Opinion
Case No. 3:04-CV-902-J-16MCR.
June 22, 2006
ORDER
Before the Court is the issue of the discretionary function exception discussed in Defendant's Response in Opposition to Plaintiff's First Motion for Partial Summary Judgment (Dkt. #33 at 16-19). Defendant asserts in its Opposition that Plaintiff claims that Defendant's inaction caused his injuries to occur. Defendant contends that to the extent Plaintiff's claims are based upon the discretionary decisions of the United States Navy on how to allocate its limited human resources, such claims are not within the jurisdiction of this Court as the Public Vessels Act, 46 U.S.C. app. §§ 781-790 ("PVA"), implicitly contains the discretionary function exception.
The Plaintiff was given leave to file a reply to this issue, which was filed June 12, 2006 (Dkt #44).
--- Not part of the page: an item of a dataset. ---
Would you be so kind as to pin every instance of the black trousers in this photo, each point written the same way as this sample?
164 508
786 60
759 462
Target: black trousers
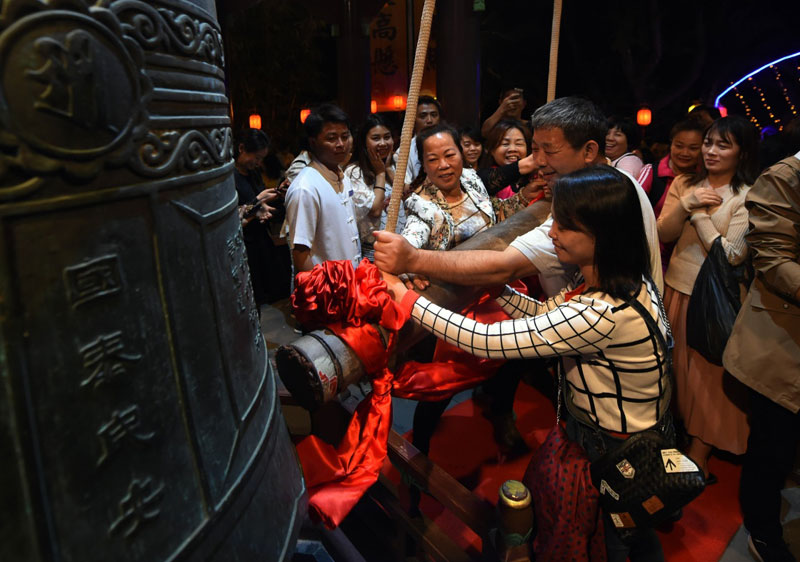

In its reply, Plaintiff asserts that its claims are not based upon the discretionary decisions of the United States Government on how to allocate its limited resources; rather, it specifically alleges that the Government negligently failed to conduct regular inspections, resulting in a failure to discover and correct the dangerous conditions and that it failed to maintain a reasonably safe premise and working environment. The Plaintiff also states in its reply, that should the Court find that the discretionary exception does apply, that the Government has not met either prong of the discretionary function exception.
Discussion
The Court recognizes that "[i]t is a well-settled axiom that `[t]he United States, as sovereign, is immune from suit save as it consents to be sued.'" Mid-South Holding Co., Inc. v. United States, 225 F.3d 1201, 1203 (11th Cir. 2000) (quoting United States v. Sherwood, 312 U.S. 584, 586 (1941)). The waiver of the United States' sovereign immunity must be "unequivocally expressed in statutory text" and cannot be implied. Lane v. Pena, 518 U.S. 187, 192 (1996) (internal citations omitted). The Eleventh Circuit has stated that "[b]oth the PVA and the Suits in Admiralty Act (SAA) . . . contain broad waivers of sovereign immunity. . . ." United States Fire Ins. Co. v. United States, 806 F.2d 1529, 1534 (11th Cir. 1986). The waiver of sovereign immunity in admiralty actions, however, is subject to the discretionary function exception identified in the Federal Tort Claims Act, 28 U.S.C. § 2680(a). See Mid-South Holding Co., 225 F.3d at 1204 (noting the Eleventh Circuit "is among the majority holding that the SAA's waiver of immunity is subject to the discretionary function exception.") (internal citations omitted). The discretionary function exception limits the United States' waiver of sovereign immunity by providing that sovereign immunity remains against:
Any claim based upon an act or omission of an employee of the Government, exercising due care, in the execution of a statute or regulation, whether or not such statute or regulation be valid, or based upon the exercise or performance or the failure to exercise or perform a discretionary function or duty on the part of a federal agency or an employee of the Government, whether or not the discretion involved be abused.28 U.S.C. § 2680(a).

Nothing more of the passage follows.